Joseph shook his head bitterly. “Why would they? They have nothing invested in the company other than capital. And their capital is liquid. What made you think that they would be willing to risk anything?”
Michael shook his head. “I’m sorry, Don. I truly thought the drop in market cap could be stopped.”
To Michael’s surprise, Seaton managed a faint smile. “I loved my company as much as anything. We did the right thing in trying. You have to believe that. I’m not sorry about the money I’ve lost. We did everything we could. That’s something to be proud of, Michael. At my age, self-respect is worth more than money.”
He looked at the old man in awe. Besides his father, he had never met a more honorable man in his life. In that moment, he realized that it hadn’t been greed that made Seaton a billionaire—it had been the man’s vision and passion. And now that same passion and absence of greed would cost the man most of his net worth.
“Hey!” Stuttgart yelled as he jabbed a finger at the screen.
Michael and Seaton turned to look at the Bloomberg data. The price had dropped to ten dollars. “How long has it been around that price?”

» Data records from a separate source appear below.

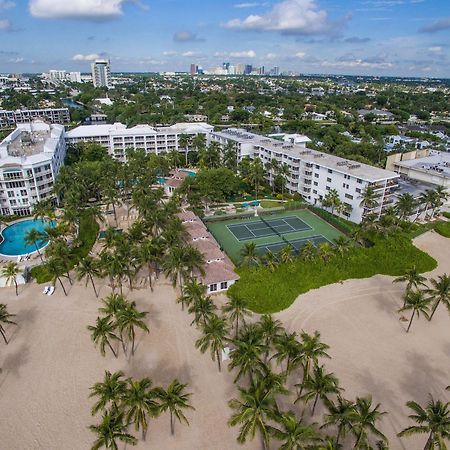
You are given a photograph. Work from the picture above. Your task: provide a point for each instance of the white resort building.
(30, 159)
(117, 138)
(313, 173)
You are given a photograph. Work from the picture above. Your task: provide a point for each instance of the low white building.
(117, 138)
(30, 159)
(312, 174)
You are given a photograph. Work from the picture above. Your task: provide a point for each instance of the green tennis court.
(271, 232)
(270, 227)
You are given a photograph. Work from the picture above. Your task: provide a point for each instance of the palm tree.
(249, 254)
(440, 292)
(364, 418)
(293, 433)
(174, 400)
(203, 309)
(5, 319)
(412, 278)
(139, 402)
(88, 268)
(110, 392)
(319, 385)
(10, 272)
(249, 347)
(110, 430)
(33, 237)
(215, 332)
(130, 318)
(236, 310)
(252, 411)
(103, 334)
(434, 420)
(339, 415)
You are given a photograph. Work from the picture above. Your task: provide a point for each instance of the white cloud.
(90, 57)
(6, 4)
(5, 24)
(290, 17)
(76, 9)
(243, 54)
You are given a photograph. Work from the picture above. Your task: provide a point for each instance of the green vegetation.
(268, 292)
(87, 235)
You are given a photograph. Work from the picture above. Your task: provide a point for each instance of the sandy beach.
(51, 362)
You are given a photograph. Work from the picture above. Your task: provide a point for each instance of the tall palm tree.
(319, 385)
(174, 400)
(339, 415)
(433, 420)
(249, 255)
(293, 433)
(10, 272)
(364, 418)
(203, 309)
(412, 278)
(236, 311)
(111, 430)
(5, 319)
(416, 302)
(215, 332)
(103, 333)
(139, 403)
(253, 409)
(88, 268)
(110, 392)
(249, 348)
(440, 292)
(33, 237)
(128, 319)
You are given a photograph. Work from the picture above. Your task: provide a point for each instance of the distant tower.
(101, 73)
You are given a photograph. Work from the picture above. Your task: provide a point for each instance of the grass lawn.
(88, 234)
(269, 292)
(233, 247)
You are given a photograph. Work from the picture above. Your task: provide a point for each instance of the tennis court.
(267, 227)
(271, 232)
(297, 244)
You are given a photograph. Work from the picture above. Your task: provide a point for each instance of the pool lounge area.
(13, 237)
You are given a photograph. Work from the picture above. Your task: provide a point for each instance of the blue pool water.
(13, 243)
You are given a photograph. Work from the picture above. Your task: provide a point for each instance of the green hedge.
(269, 292)
(87, 236)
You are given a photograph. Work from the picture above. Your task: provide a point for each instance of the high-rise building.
(101, 73)
(194, 69)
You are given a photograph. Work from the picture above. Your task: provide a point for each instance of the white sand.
(51, 362)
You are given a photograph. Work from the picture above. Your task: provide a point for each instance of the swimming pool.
(14, 244)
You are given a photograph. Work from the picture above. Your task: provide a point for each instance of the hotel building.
(313, 174)
(30, 159)
(117, 138)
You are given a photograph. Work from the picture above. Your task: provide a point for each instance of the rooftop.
(353, 168)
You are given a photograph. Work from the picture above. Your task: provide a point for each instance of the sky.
(357, 37)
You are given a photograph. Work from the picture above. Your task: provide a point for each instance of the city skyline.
(357, 37)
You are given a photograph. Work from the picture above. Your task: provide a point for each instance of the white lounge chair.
(226, 354)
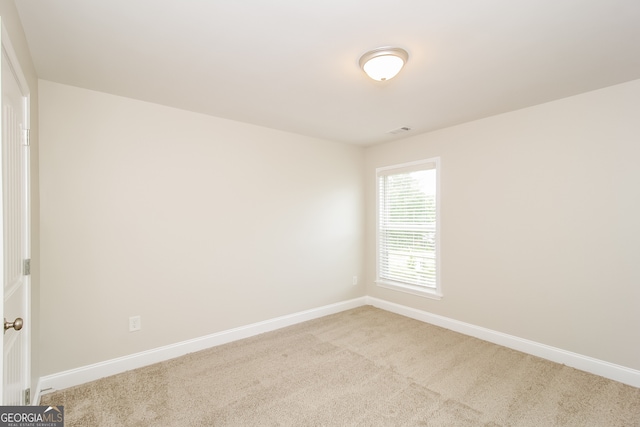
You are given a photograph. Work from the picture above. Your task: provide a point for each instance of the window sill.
(414, 290)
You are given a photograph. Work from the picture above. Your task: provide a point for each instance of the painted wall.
(540, 222)
(11, 22)
(195, 223)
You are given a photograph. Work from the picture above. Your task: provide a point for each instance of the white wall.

Seaton flipped through the panel to get a breakdown of the historic data for the past hour. “Nine minutes!” he answered. “You think it’s stabilizing?”
“I don’t know,” Michael replied. “But something else must have happened, because we sure haven’t placed any more orders.”
They unmuted the news channel screen and listened to the anchorwoman run through the events of the past hour. She highlighted how X-Tronic’s founder, Don Seaton, had been purchasing enormous quantities of shares of X-Tronic and now owned more than 65 percent of its common stock. She explained how a number of additional investors had become attracted to the stock after it had dropped to a fifteen-year low. There appeared to be a growing attraction to the stock through a number of different parallels: Mr. Seaton’s loyal dedication to the company was encouraging some investors to reevaluate the honesty of the company’s presentation outlining all available information related to the fraud, and as a result, X-Tronic was winning back a certain degree of trust. Investors were reevaluating the company’s prospects, and they were encouraged by Seaton’s aggressive purchasing of shares. Additional analysts were quoted as saying that if X-Tronic was able to get through the fraud proceedings without further damage and managed to turn around, in two to three years it could potentially climb to its previous value. There seemed to be a sense on the Street that X-Tronic’s stock price had taken the beating it deserved, but that now the company was slightly undervalued. One analyst praised Seaton’s foresight in purchasing vast amounts of the stock to prevent a detrimental panic that likely would have dropped the price to the floor, freezing trades permanently until the NYSE delisted the shares.